A large national bank hired DecisivEdge to leverage natural language processing to assign call reasons from unstructured text and introduce strategies that were previously not obtainable. The solution also automated call topic labeling that previously relied on inaccurate/missing data supplied by call center agents.

The project parameters defined by the client required the solution to be data driven, yet not model driven. Using a TF-IDF framework DecisivEdge met the project parameters provided by the client:

  • Define categories of interest: Created a comprehensive list of hierarchical call reasons based on feedback from several corporate stakeholders.
  • Build Dictionary/Lexical resource: Created a rule repository using significant word/phrases in a dictionary form to capture call reason.
  • Create conditional logic: Some of the phrases and words define call reasons, others act as ancillary evidence and their presence could add more weight to the categorization logic.
  • Validation: On classifying call reasons, manually assess classification performance.


The data science team at DecisivEdge used its natural language processing experience with contact center operations and financial domain knowledge to develop a solution on pre-existing call transcripts.

The solution was a unique combination of natural language processing and heuristic logic, where holistic and meaningful text mapping is achieved through a powerful lexical resource in a dictionary form.

Below are three components that were used to define call reason logic and make sure the solution worked flawlessly.

  • Dictionary: This plays a vital role in call reason capturing. Dictionary is created based on extensive study of call transcript for each call reason.
  • Keyword identification: Using TF-IDF (a widely used method) to determine the importance of a word.

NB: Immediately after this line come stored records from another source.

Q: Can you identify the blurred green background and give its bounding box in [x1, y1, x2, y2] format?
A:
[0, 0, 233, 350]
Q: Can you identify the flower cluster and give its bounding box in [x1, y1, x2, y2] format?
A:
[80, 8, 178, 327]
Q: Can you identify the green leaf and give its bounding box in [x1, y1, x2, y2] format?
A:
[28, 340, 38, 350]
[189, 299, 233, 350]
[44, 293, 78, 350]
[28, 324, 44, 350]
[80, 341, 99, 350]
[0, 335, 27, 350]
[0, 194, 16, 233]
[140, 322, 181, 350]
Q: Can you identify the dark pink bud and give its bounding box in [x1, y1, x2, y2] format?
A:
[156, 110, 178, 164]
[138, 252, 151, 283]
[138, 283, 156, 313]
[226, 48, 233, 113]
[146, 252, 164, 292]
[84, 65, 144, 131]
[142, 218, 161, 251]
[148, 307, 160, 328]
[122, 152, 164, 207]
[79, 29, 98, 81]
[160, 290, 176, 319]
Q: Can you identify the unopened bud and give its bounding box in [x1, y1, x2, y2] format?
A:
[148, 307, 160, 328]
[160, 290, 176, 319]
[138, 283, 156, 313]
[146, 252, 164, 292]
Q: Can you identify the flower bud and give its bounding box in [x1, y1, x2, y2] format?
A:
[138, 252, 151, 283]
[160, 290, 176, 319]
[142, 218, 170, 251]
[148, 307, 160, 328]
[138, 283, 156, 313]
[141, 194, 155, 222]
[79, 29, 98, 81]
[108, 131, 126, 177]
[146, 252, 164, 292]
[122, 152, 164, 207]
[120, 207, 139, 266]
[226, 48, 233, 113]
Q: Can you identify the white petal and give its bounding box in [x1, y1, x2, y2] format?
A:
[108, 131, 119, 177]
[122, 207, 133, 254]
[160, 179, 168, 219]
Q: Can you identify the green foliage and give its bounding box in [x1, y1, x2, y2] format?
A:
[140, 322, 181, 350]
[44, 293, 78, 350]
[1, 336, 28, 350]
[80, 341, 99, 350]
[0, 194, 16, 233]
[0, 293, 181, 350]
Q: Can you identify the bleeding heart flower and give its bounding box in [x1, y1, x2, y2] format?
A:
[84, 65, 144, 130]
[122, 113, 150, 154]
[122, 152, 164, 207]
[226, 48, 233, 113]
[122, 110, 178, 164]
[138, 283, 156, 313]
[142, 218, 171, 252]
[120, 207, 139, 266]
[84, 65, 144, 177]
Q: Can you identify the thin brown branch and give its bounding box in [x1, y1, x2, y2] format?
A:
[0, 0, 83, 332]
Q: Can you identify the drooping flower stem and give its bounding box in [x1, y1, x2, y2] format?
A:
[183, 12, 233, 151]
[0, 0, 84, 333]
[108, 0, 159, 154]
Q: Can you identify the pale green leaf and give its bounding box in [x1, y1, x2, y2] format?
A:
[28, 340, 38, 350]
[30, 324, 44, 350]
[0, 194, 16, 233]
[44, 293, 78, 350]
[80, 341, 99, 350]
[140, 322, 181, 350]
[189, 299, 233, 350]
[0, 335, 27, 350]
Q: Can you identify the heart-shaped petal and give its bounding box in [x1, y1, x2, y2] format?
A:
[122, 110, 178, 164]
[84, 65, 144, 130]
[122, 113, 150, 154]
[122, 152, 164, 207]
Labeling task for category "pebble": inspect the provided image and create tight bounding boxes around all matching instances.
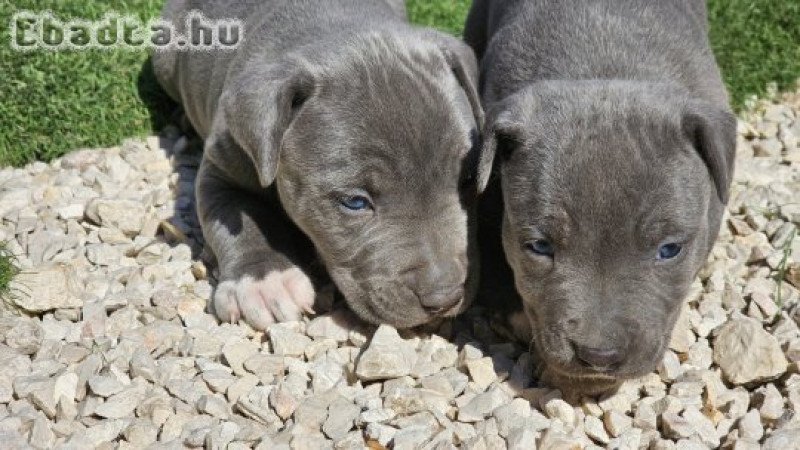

This context was also used to promote a word to a keyword.
  • Uni grams & Bi grams: For identifying phrases that would be part of defining a call reason.

All three components above were used to sync with business understanding and logic.

To understand the efficiency of the outcome, the following were addressed:

  1. False positives: Created primary and secondary reasons which will have 3 levels that would summarize the call reason efficiently.
  2. Lack of context: To include the importance of surrounding words, we used n-grams to determine the validity of any given match.
  3. Validation: Conducted manually on a randomly selected sample.
  4. Adaptability: Created an object oriented rule bank that can be updated independent of the operational process.


DecisivEdge tested the performance of the new solution which confirmed that the new solution outperformed the existing call reason tagging done by the agents.

  • The new solution had perfect match for call reasons with 63% & 67% accuracy for in time data and out of time data, respectively.
  • The new solution had close match (existing reason is matching with secondary reason) for call reasons with 25% & 21% accuracy for in time and out of time data, respectively.
  • The new solution had a combined 12% error rate compared to the 30% audited error rate with the legacy system.
  • The lift of the solution can be observed by understanding call reasons with NA/NULL. In the new solution at least one reason is assigned to a call, however the legacy process observes a NA/NULL rate at about 27%.
  • Using data for two out of time validation periods, we tested the stability of the solution that recorded consistent performance increases.

In addition to the above results, DecisivEdge provided the client with a number of proof of concept strategies to further enhance the project ROI.

The new solution is currently in production mode and a Tableau dashboard is being developed for daily monitoring purposes.